52-year old bike rider killed in Anaheim hit-and-run; driver captured following police chase and shooting

An Orange County man was killed in a hit-and-run while riding his bike early Sunday morning. But for once, the driver didn’t get away.

According to the Orange County Register, 52-year old Anaheim resident Encarnacion Salazar Munoz was riding east on Ball Road, just east of Gilbert Street in unincorporated Anaheim, at 5:20 am when he was struck by an SUV headed in the same direction.

He died at the scene.

According to a CHP spokesman, the driver had veered into the the bike lane where Munoz was riding, and fled the scene after striking him.

KCBS-2 reports Anaheim police later spotted the driver, 25-year old Riverside resident Jason Roy Rocha, when they tried to pull him over for an unrelated traffic violation. Rocha fled from the police, losing the officers, until he crashed his Ford Expedition into a fence at the intersection of Seal Beach and Westminster boulevards in Seal Beach.

He reportedly came out of the SUV holding his arm as if he had a weapon; a Seal Beach cop responded by firing his gun, missing Rocha. He was taken into custody on suspicion of hit-and-run and driving under the influence.

Munoz leaves behind a wife and three kids. A GoFundMe page has been set up to help pay his funeral expenses; so far it has raised just $85 of the $25,000 goal.

This is the ninth bicycling fatality in Southern California this year, four of which have been hit-and-runs. He is the third person killed while riding in Orange County since the first of the year.

My deepest sympathy and prayers for Encarnacion Salazar Munoz and his family. 

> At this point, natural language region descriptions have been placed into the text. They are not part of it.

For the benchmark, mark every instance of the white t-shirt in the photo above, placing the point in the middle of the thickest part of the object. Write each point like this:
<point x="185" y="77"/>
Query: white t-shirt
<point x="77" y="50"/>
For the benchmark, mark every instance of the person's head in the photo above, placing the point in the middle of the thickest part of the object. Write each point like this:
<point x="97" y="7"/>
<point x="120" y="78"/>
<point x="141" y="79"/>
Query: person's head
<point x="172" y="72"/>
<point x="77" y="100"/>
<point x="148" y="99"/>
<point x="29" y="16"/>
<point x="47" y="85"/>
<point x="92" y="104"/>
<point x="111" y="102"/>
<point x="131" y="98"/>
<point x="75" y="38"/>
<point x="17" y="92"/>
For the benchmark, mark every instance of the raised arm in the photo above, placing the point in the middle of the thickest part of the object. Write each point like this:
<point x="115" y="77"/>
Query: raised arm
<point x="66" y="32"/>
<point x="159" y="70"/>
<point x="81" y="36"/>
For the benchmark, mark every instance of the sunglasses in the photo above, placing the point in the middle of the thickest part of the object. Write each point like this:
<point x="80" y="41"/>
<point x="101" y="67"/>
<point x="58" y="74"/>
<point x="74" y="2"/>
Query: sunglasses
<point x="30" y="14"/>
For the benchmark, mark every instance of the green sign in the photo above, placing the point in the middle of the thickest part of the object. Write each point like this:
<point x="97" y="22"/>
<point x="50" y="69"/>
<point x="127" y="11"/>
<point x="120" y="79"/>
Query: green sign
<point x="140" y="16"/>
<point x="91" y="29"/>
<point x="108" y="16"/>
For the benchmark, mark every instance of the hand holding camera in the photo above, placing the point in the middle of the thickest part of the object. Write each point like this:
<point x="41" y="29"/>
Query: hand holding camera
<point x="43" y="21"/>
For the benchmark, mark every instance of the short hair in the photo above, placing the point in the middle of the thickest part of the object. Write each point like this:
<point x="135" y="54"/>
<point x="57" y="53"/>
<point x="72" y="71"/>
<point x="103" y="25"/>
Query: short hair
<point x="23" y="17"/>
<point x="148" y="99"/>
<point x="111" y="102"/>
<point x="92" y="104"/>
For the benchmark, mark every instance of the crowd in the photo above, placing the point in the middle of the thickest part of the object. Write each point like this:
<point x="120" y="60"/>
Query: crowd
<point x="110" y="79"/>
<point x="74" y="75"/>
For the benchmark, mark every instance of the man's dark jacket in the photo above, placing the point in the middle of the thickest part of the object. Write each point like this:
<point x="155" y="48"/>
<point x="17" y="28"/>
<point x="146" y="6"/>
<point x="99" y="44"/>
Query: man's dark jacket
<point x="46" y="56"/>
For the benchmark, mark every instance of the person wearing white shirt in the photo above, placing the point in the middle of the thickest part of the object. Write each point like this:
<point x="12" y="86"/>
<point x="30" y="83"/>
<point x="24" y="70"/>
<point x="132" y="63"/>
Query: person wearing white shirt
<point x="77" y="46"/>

Thanks to John Damman for the heads-up.

8 comments

  1. Sounds like the driver may have broken his wrist in the wreck. Cradling a broken wrist looks a lot like a pistol combat stance.

  2. David says:

    There really needs to be a Website of Shame hosting pictures of individuals like Mr. Rocha with a description of what he did.

  3. James says:

    Notice how the bike lanes disappear well before the beginning of the right hand turn lane. Very few cyclists are brave enough to take the right hand turn lane and drivers in this part of the idiocracy react very badly to this. Cyclists tend to hug the curb here or use the sidewalk setting themselves up for a right hook. In theory a cyclist could take the lane – it is described in the DMV handbook – that it not going to happen on a street with a speed limit of 45 and design speed of 55. This sort of unethical, negligent design is a way of telling people to not ride bicycles. Everyday I see curb hugging cyclists on similar streets being passed by drivers making right hand turns with only inches to spare and with equal frequency I see cyclists who are forced onto the sidwalk and crosswalk and then cut off by drivers turning right.

    • I generally agree with what you wrote here, but I don’t think it applies to this crash. Every news source I’ve read said that Mr Muñoz was riding in the bike lane, and driver swerved into the bike lane. That makes this crash is a reminder that we need to keep drunks off the street, and we need more protected bike lanes.

      Regardless of any lessons that can be learned, Mr Muñoz and his family and friends are victims of a senseless tragedy, and my heart goes out to them.

    • quiche says:

      You are absolutely not forced onto the sidewalk or crosswalk. You are forcing pedestrians there to jump out of the way for you and putting pedestrians at great risk. There is no reason you cannot get off and walk your vehicle on the sidewalk. The only people being forced to do very risky things by cyclists, and you are vehicle drivers, are pedestrians.

      • Ralph says:

        It is called evasive action. If you have time it would make sense to move onto the sidewalk and walk. Mostly you don’t have that luxury and in most cases you can’t mount the square sidewalk.

        Your last sentence makes no sense, perhaps you should edit it.

  4. JD says:

    Our prayers go up for the family and friends of Mr. Munoz.